Он стоял рядом, всё ещё вспотевший, футболка прилипла к телу и пропиталась потом, взгляд его был хмурый. Злится. На меня? На ситуацию? Или на того, кто это все устроил? Ох, лишь бы не на меня… если и есть жертва во всей этой ситуации, то это прежде всего я.
Страх — вот что от меня шло. Как хорошо, что Морган не эмпат.
Проверила свои мыслительные барьеры. Держатся не очень. Но Морган и не делал попыток проникнуть внутрь моей головы, он старался залечить мою рану.
— Будто лоб распиливают пополам, — снова пожаловалась.
— Я всадил в тебя лошадиную дозу обезбола, — Морган взглянул мне в глаза и показал два пальца, — Говорю же, не должно болеть.
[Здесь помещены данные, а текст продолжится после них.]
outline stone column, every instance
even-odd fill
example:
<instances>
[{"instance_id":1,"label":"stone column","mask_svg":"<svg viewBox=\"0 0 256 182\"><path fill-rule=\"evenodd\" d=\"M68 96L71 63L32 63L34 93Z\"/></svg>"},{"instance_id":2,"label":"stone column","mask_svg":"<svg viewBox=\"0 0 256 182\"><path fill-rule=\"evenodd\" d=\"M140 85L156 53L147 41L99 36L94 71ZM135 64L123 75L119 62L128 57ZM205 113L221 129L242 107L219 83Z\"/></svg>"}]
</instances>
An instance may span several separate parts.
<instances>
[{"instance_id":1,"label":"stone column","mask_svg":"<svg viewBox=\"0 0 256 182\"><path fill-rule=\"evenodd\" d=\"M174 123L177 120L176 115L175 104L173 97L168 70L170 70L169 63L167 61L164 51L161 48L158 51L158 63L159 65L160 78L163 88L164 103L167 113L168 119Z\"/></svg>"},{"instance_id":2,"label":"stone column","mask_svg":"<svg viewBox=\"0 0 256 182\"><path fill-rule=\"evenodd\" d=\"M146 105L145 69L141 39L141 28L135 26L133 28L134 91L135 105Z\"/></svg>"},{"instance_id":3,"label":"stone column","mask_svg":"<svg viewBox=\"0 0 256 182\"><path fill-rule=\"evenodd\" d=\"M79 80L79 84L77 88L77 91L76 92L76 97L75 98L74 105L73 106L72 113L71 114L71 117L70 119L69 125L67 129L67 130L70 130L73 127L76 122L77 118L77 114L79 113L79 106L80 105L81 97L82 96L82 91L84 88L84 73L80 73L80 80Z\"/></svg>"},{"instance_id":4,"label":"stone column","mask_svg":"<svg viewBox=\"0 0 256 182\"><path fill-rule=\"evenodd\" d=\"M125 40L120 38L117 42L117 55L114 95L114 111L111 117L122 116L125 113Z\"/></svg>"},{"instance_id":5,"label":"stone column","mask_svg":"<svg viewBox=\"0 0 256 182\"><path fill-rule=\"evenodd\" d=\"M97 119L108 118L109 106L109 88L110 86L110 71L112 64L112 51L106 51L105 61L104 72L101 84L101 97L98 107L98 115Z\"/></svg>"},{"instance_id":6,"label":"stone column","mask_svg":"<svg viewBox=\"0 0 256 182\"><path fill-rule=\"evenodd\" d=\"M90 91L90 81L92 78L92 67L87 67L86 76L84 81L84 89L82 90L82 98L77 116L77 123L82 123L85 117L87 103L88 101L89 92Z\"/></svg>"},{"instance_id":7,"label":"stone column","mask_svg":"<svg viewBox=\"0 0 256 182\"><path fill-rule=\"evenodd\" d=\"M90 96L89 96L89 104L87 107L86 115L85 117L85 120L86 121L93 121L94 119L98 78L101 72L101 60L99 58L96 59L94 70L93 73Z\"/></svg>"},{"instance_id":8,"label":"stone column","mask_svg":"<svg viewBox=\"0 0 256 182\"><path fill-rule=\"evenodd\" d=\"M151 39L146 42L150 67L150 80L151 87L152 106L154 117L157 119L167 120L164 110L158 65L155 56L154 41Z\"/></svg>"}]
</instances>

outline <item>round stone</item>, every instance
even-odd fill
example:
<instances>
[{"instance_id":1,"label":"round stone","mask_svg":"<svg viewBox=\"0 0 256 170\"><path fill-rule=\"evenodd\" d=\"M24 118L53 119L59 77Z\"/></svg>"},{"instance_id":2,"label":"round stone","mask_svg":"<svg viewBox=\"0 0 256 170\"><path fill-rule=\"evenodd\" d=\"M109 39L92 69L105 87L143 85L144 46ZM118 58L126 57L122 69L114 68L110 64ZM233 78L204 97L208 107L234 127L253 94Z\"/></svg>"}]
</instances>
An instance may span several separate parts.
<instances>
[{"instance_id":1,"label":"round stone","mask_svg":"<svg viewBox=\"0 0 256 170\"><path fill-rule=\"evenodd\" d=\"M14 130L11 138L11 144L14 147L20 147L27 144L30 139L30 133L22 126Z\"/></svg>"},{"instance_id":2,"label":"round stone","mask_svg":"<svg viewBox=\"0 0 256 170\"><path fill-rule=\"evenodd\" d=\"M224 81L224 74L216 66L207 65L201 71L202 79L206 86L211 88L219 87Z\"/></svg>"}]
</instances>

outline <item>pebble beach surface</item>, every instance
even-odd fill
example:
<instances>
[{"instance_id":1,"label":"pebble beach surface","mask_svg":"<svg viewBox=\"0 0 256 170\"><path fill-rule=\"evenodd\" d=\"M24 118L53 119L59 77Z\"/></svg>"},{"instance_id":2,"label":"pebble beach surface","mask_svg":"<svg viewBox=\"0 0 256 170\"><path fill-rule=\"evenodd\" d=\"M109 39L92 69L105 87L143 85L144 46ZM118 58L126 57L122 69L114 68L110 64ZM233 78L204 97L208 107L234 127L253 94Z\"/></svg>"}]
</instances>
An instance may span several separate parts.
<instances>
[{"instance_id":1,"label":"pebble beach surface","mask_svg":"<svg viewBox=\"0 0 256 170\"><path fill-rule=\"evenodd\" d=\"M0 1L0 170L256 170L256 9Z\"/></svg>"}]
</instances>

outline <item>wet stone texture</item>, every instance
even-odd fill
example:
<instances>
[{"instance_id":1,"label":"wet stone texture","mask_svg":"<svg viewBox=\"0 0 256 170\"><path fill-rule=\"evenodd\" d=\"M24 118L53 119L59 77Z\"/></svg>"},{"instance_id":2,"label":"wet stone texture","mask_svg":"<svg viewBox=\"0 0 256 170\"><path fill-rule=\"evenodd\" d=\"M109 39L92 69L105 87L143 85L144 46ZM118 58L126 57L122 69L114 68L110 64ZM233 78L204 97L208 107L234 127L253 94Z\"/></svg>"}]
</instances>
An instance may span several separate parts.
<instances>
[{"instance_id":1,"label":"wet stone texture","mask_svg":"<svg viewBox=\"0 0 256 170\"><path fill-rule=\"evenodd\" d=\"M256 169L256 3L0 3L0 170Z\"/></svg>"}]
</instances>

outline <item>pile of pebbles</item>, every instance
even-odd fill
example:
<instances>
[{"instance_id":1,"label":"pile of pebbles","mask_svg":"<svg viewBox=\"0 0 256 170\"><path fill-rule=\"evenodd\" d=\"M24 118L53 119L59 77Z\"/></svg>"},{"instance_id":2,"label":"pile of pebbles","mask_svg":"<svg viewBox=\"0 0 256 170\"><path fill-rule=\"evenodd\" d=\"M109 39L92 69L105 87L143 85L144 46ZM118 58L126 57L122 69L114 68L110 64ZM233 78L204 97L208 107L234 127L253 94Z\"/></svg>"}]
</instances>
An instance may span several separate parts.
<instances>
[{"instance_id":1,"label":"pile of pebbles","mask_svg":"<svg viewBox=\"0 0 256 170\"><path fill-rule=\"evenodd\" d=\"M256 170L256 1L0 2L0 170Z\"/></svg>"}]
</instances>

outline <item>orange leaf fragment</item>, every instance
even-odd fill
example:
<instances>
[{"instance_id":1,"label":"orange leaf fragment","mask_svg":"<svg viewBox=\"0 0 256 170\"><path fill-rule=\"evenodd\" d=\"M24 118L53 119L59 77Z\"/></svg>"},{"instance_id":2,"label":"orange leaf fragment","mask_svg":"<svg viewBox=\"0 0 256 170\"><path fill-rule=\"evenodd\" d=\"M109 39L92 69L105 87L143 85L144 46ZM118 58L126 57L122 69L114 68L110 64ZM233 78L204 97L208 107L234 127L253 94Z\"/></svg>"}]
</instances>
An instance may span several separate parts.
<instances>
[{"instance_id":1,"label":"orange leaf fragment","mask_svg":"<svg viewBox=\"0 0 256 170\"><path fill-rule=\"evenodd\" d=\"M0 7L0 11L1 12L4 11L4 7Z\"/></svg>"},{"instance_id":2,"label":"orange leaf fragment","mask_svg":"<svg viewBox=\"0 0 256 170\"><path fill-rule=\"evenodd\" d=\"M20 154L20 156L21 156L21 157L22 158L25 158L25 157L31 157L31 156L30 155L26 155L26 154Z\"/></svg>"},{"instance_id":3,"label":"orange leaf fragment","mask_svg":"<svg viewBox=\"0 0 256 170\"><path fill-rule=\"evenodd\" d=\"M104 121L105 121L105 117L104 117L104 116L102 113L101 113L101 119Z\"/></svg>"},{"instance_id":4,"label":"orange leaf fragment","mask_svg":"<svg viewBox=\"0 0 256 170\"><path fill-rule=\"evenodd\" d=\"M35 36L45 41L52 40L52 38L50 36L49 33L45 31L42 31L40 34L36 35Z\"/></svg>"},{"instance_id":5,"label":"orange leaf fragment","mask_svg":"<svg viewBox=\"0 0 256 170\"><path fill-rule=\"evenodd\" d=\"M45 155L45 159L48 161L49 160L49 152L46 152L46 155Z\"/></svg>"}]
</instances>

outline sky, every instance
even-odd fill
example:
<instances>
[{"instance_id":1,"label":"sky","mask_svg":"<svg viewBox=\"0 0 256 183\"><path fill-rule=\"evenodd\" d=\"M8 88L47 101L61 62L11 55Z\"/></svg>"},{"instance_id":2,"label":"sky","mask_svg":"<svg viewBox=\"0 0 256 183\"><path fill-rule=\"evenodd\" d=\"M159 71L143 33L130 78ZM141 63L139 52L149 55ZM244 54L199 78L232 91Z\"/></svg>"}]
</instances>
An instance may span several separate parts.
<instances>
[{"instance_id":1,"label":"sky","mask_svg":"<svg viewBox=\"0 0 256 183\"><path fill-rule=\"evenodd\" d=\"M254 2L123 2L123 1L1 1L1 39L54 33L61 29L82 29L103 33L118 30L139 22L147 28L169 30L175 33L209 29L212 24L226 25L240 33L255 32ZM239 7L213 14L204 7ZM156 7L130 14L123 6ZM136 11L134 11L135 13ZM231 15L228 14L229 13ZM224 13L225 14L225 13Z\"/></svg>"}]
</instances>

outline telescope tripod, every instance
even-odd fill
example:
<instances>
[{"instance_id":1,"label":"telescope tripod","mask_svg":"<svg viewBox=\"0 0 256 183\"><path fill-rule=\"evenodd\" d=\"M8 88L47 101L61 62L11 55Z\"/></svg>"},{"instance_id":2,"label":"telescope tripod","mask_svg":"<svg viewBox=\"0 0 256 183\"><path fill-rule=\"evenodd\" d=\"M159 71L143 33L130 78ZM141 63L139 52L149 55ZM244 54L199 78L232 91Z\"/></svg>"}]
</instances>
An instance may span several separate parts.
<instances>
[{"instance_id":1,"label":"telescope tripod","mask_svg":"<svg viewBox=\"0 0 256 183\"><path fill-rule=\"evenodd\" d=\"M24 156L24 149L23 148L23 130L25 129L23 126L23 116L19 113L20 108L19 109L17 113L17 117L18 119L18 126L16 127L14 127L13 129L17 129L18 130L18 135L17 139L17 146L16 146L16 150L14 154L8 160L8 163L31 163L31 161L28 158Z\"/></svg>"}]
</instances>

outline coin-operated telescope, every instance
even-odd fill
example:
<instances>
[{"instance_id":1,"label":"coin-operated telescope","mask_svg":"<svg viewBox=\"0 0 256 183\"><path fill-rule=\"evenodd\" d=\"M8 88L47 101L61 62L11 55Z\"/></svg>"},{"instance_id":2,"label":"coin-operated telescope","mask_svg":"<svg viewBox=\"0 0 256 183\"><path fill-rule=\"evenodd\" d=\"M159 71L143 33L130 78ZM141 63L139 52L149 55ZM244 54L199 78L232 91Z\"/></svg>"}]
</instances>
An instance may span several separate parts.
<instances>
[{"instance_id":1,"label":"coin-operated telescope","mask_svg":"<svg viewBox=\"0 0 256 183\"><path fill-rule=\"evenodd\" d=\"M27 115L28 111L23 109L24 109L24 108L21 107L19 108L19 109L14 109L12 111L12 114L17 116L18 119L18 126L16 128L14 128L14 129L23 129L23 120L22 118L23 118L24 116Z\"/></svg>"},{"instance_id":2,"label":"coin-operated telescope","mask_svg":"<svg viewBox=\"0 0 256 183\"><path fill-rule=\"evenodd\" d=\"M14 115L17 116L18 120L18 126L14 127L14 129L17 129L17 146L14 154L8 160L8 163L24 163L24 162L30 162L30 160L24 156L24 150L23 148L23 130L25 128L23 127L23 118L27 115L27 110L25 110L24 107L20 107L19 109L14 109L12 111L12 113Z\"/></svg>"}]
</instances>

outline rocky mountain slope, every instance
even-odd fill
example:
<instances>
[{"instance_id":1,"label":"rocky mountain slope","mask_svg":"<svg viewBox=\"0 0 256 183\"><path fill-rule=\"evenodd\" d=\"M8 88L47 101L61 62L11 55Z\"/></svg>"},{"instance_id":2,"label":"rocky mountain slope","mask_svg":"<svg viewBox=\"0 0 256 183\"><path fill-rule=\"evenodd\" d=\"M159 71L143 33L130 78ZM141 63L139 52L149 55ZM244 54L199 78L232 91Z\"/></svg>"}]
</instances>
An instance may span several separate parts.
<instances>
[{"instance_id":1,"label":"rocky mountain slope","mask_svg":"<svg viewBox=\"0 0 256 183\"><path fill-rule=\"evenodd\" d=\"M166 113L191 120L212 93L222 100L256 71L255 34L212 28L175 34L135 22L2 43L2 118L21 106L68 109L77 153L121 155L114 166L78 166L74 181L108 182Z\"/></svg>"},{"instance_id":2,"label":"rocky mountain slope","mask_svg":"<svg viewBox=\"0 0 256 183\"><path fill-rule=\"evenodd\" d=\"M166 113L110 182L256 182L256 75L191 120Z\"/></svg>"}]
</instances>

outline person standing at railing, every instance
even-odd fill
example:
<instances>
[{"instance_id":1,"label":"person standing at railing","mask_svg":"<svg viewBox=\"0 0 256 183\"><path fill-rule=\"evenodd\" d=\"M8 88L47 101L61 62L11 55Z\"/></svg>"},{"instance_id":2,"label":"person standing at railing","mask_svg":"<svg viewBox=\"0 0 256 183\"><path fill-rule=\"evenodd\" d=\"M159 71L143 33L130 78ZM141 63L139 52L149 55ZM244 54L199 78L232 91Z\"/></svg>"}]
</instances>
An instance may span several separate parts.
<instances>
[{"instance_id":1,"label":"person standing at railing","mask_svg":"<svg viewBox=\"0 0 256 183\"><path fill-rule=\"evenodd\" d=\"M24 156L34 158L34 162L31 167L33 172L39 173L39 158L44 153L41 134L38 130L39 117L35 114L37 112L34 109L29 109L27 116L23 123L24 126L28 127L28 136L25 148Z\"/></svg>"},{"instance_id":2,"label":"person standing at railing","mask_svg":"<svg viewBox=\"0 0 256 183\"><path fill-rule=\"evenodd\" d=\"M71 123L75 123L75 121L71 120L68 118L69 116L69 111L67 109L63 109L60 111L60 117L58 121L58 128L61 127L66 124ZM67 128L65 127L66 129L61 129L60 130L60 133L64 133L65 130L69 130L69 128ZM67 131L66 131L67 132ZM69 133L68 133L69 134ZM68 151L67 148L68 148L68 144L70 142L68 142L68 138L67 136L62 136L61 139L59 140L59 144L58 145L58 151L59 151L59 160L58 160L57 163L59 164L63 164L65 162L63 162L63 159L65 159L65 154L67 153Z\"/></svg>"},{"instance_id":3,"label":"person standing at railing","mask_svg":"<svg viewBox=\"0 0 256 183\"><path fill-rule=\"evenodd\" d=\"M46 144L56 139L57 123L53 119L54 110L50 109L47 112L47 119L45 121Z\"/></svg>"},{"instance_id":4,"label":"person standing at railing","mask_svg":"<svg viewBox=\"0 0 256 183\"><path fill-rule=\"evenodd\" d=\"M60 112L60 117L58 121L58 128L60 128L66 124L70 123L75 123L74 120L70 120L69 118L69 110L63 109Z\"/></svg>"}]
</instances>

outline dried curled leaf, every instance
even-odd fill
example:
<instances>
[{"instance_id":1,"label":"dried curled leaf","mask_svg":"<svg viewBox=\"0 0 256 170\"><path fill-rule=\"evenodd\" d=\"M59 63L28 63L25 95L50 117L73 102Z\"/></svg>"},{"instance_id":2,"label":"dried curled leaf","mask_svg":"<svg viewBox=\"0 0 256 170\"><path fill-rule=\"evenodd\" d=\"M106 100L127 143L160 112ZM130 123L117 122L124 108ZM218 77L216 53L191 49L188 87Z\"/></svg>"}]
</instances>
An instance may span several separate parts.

Сколько пальцев?
— Два…
— Правильно, — удовлетворенно кивнул он, — Проверил тебя по приборам: сотрясения нет, переломов тоже, сосуды в порядке. Не сильно приложилась. В рубашке родилась.
— Это не из-за удара… — каждое движение мышц челюсти отдавало в голову болью, — Это из-за аборигена… я пыталась прочитать его мысли. Он…
— Понял. Молчи, — приказным тоном ответил Морган, — Сиди здесь и не уходи никуда. Хотя в таком состоянии ты даже не покинешь этого чертового кресла. Любая тряска будет восприниматься как удар битой по голове.
— А медик?
— Борис? Он опять в отключке. Туземцы его совсем споили. Растормошу его позже, сейчас я за него. Жди.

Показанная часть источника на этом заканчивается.